Signicat heeft een rapport laten opstellen door advocatenkantoor Bird & Bird, waarin de juridische situatie voor 7 Europese landen uitgezocht is. Het beschrijft hoe er in de praktijk wordt omgegaan met bekrachtiging, erkenning en bewijslast van elektronische handtekeningen in Zweden, Denemarken, Noorwegen, Finland, Duitsland, België en Nederland.

Het belang van identificatie

In de meeste gevallen is het van belang dat de ondertekenaar ook geïdentificeerd wordt: wie ondertekent er en mag deze persoon wel tekenen? Denk bijvoorbeeld aan de bevoegdheid om te handelen namens een bedrijf of een controle of de ondertekenaar ouder is dan 18 jaar.

Als gebruik wordt gemaakt van een online applicatie waarbij gebruikers ingelogd zijn, is als het goed is bekend wie er bij welk user account hoort. Dit is in veel gevallen voldoende betrouwbaar. Voor getekende documenten die ook buiten de organisatie gedeeld moeten worden is het gebruik van een eID of digitale identiteit voor de hand liggend. Daarin is de identificatie dan geregeld: door authenticatie met dat eID worden de persoonsgegevens van de ondertekenaar vastgelegd.

Ook hierin zijn verschillen in de mate van betrouwbaarheid: social logins werken met door de gebruiker zelf ingevulde gegevens (“self-assured”), maar er zijn ook eIDs waarbij de identificatie van de gebruiker veel sterker gedaan is. Voorbeelden daarvan zijn iDIN en eHerkenning.

Hoe kun je dit gebruiken?

Veel bedrijven zijn al van start gegaan met elektronische handtekeningen in één of andere vorm. Met het breed beschikbaar komen van digitale identiteiten zoals iDIN en eHerkenning zijn ook deze vormen van ondertekening, dus met een betrouwbare identificatie van de ondertekenaar, breed beschikbaar. Ook in andere Europese landen zijn digitale identiteiten beschikbaar, waardoor het ondertekenen van contracten over de grens via gebruik van verschillende eID middelen geïntegreerd toegepast kan worden.

Er zijn verschillende manieren om elektronische handtekeningen te gebruiken.

Het tekenen van contracten kan volledig geïntegreerd worden in de eigen omgeving van het bedrijf. Door middel van een API naar de omgeving van een trust service provider wordt de technische uitvoering van de digitale handtekening uitbesteed, waardoor het voldoet aan de eisen die eraan gesteld worden. Opties als meerdere documenten tegelijk ondertekenen, meerdere ondertekenaars, ook buiten de eigen organisatie, doorsturen naar een andere ondertekenaar zijn allemaal mogelijk, volledig geïntegreerd via de eigen omgeving.

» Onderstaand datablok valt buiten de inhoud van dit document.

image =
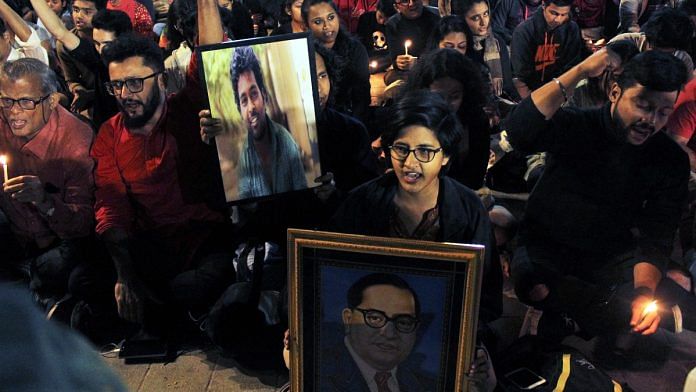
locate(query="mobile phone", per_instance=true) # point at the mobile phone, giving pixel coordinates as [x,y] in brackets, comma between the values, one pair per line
[524,378]
[145,350]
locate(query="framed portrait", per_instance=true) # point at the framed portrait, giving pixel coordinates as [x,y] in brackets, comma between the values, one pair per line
[263,91]
[374,312]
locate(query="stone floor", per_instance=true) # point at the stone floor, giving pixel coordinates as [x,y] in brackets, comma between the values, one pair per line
[196,370]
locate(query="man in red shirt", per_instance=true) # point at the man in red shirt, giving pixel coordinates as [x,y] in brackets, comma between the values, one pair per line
[47,192]
[166,247]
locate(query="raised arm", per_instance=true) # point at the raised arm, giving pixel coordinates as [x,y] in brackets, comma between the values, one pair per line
[15,22]
[209,23]
[54,25]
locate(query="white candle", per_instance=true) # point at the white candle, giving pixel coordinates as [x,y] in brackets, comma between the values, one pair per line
[3,161]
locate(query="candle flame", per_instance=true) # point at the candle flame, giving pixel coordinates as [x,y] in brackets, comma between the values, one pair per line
[652,307]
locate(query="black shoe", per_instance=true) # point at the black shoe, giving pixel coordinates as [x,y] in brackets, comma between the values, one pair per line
[555,326]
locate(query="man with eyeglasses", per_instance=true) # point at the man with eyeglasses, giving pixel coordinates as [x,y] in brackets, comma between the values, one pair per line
[381,323]
[153,175]
[413,23]
[47,195]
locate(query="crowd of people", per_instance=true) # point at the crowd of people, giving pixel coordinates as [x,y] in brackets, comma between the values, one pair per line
[112,208]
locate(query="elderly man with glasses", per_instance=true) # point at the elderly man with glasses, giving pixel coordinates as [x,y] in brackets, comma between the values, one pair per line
[46,202]
[169,248]
[381,323]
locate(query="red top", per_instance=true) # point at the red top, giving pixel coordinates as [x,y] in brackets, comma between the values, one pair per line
[138,14]
[138,184]
[59,156]
[682,122]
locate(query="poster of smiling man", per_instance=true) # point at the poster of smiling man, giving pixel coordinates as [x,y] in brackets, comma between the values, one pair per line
[263,92]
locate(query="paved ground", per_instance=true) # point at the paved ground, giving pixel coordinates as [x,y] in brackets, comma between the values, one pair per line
[197,370]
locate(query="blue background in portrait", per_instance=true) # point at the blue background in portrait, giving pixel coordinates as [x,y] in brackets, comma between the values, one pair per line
[431,290]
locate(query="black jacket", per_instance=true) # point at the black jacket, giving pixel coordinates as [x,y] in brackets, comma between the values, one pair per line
[596,187]
[463,219]
[538,56]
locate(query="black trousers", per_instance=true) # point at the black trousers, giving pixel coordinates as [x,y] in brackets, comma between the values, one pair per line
[596,292]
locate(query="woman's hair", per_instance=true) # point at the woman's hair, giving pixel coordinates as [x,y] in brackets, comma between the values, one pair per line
[427,109]
[449,24]
[443,63]
[461,7]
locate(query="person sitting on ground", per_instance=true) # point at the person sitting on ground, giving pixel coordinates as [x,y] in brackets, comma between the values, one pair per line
[487,48]
[412,24]
[600,223]
[458,79]
[544,46]
[106,26]
[594,92]
[47,197]
[166,243]
[19,40]
[668,30]
[321,18]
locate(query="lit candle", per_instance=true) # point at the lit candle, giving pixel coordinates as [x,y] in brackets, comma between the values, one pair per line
[3,161]
[652,307]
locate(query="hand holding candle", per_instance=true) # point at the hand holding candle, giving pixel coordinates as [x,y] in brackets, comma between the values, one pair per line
[3,161]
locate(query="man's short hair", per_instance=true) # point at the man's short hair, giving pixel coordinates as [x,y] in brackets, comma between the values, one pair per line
[114,21]
[30,67]
[130,45]
[355,293]
[244,59]
[427,109]
[558,3]
[655,70]
[98,4]
[669,28]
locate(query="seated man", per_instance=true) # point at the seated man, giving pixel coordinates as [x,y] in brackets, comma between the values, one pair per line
[47,192]
[600,223]
[544,46]
[166,246]
[382,310]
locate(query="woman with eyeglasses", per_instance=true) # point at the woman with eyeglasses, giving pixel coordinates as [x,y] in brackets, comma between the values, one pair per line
[353,92]
[415,199]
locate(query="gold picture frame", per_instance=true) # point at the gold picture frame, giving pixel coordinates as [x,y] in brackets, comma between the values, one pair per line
[444,279]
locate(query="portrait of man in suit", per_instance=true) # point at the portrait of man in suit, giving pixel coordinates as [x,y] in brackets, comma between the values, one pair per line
[380,323]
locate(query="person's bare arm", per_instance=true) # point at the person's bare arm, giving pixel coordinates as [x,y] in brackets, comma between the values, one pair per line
[209,23]
[55,25]
[15,22]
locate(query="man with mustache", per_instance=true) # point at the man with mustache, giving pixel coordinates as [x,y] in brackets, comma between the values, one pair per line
[168,247]
[270,160]
[600,222]
[381,323]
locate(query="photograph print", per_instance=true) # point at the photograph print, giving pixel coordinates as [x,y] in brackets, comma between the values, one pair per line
[263,92]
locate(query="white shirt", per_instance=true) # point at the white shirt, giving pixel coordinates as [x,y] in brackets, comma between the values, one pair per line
[369,372]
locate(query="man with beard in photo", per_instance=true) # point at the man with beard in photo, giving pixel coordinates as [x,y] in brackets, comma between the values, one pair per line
[270,161]
[599,225]
[169,250]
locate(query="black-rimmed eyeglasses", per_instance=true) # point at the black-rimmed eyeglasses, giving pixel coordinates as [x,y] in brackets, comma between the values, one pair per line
[24,103]
[422,154]
[378,319]
[134,85]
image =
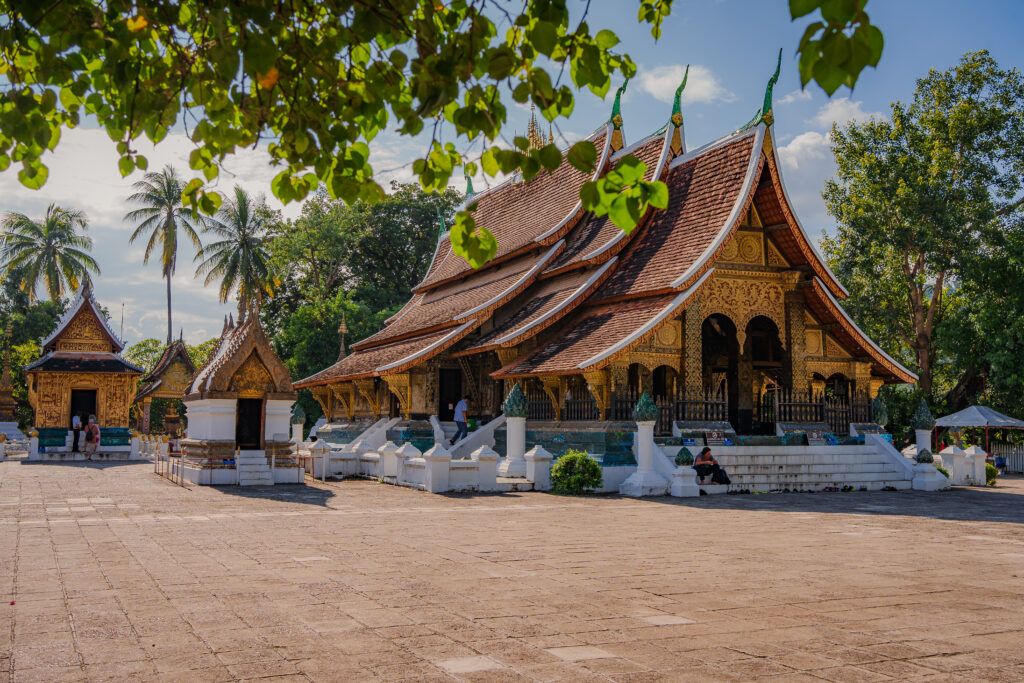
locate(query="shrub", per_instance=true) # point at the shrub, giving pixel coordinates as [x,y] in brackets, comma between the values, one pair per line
[684,458]
[576,473]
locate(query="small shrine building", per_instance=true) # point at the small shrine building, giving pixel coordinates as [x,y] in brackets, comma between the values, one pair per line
[239,409]
[82,373]
[718,305]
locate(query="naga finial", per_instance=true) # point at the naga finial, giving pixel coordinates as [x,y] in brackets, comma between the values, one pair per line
[616,114]
[677,108]
[766,108]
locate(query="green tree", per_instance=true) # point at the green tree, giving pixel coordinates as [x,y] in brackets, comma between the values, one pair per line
[920,199]
[51,250]
[239,257]
[162,215]
[323,80]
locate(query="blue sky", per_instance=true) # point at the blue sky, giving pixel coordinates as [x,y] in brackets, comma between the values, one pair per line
[731,45]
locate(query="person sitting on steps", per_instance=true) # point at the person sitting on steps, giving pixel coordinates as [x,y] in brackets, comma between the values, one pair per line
[460,420]
[706,465]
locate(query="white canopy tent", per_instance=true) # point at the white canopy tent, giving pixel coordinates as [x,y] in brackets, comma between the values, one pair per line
[981,417]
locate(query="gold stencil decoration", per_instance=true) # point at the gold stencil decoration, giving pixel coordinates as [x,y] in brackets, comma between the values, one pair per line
[84,333]
[252,379]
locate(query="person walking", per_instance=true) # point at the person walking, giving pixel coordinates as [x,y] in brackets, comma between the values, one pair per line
[460,420]
[91,437]
[76,428]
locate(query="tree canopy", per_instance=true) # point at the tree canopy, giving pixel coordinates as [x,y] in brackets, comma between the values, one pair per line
[321,81]
[930,210]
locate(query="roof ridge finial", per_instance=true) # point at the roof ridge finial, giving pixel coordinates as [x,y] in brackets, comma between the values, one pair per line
[766,108]
[678,143]
[532,131]
[616,118]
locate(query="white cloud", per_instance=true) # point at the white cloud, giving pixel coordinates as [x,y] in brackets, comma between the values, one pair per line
[842,111]
[701,85]
[805,147]
[795,96]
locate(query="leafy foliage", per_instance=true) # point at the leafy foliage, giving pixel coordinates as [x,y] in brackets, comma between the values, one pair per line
[239,257]
[576,473]
[930,206]
[835,49]
[323,81]
[162,216]
[52,251]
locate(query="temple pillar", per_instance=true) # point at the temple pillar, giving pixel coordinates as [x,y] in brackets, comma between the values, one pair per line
[796,340]
[598,382]
[400,386]
[555,388]
[368,390]
[692,349]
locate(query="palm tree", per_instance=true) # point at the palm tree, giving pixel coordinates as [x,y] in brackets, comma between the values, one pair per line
[162,215]
[51,250]
[239,257]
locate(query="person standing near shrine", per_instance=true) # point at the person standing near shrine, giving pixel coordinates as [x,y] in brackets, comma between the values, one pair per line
[76,427]
[91,436]
[460,420]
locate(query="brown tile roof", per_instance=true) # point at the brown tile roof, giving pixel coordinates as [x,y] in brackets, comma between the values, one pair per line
[824,306]
[521,214]
[539,308]
[597,238]
[446,306]
[704,189]
[586,334]
[367,363]
[773,205]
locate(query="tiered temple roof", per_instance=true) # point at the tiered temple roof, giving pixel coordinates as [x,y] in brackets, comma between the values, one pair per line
[571,291]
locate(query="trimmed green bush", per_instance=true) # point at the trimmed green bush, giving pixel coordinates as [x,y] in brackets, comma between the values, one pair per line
[576,473]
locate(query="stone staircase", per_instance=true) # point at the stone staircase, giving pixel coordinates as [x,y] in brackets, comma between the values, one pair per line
[253,469]
[781,468]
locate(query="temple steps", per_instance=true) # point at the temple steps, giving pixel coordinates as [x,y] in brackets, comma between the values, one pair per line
[808,468]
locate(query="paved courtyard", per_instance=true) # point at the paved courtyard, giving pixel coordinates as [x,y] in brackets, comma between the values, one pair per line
[110,572]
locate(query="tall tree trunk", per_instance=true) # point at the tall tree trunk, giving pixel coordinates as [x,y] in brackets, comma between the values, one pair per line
[169,328]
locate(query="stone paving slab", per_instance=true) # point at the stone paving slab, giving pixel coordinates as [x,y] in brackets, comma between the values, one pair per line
[110,572]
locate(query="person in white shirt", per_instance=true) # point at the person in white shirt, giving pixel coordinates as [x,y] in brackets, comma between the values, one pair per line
[76,427]
[460,420]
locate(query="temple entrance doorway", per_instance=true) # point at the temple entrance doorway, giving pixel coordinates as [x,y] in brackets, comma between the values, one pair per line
[449,392]
[248,424]
[721,361]
[83,403]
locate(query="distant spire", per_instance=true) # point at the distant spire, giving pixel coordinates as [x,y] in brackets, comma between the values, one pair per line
[616,118]
[342,331]
[678,143]
[532,131]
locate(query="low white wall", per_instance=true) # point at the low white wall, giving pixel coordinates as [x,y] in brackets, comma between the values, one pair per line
[211,419]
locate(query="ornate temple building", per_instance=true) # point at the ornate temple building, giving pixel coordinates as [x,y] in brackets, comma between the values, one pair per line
[169,379]
[719,305]
[82,373]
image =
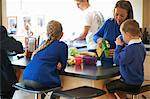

Een andere optie is gebruik maken van een Signing portaal.  De te ondertekenen documenten worden geupload in het portaal, met de gegevens van de ondertekenaars. Vervolgens handelt het Signing portaal het proces af, inclusief uitnodigingen tot tekenen en het uitsturen van herinneringen.

De juiste keuze voor uw organisatie hangt van verschillende facetten af, zoals het aantal documenten, de workflow waarin het ingepast moet worden, de snelheid van tekenen, en de benodigde betrouwbaarheid van de handtekening.

Signicat heeft hiervoor een buyers guide gepubliceerd die bedrijven helpt de juiste keuze te maken.

Deze tijd van werken versnelt de vraag naar digitale oplossingen. Het implementeren van een oplossing als het Signing Portaal kan direct helpen om de eerste zorg rondom contracten weg te halen. Wel wordt geadviseerd om in parallel te onderzoeken hoe op langer termijn de elektronische handtekening past in de gehele interne en externe bedrijfsvoering, waardoor stapsgewijs de stap naar volledige digitaliseren van documenten bereikt wordt.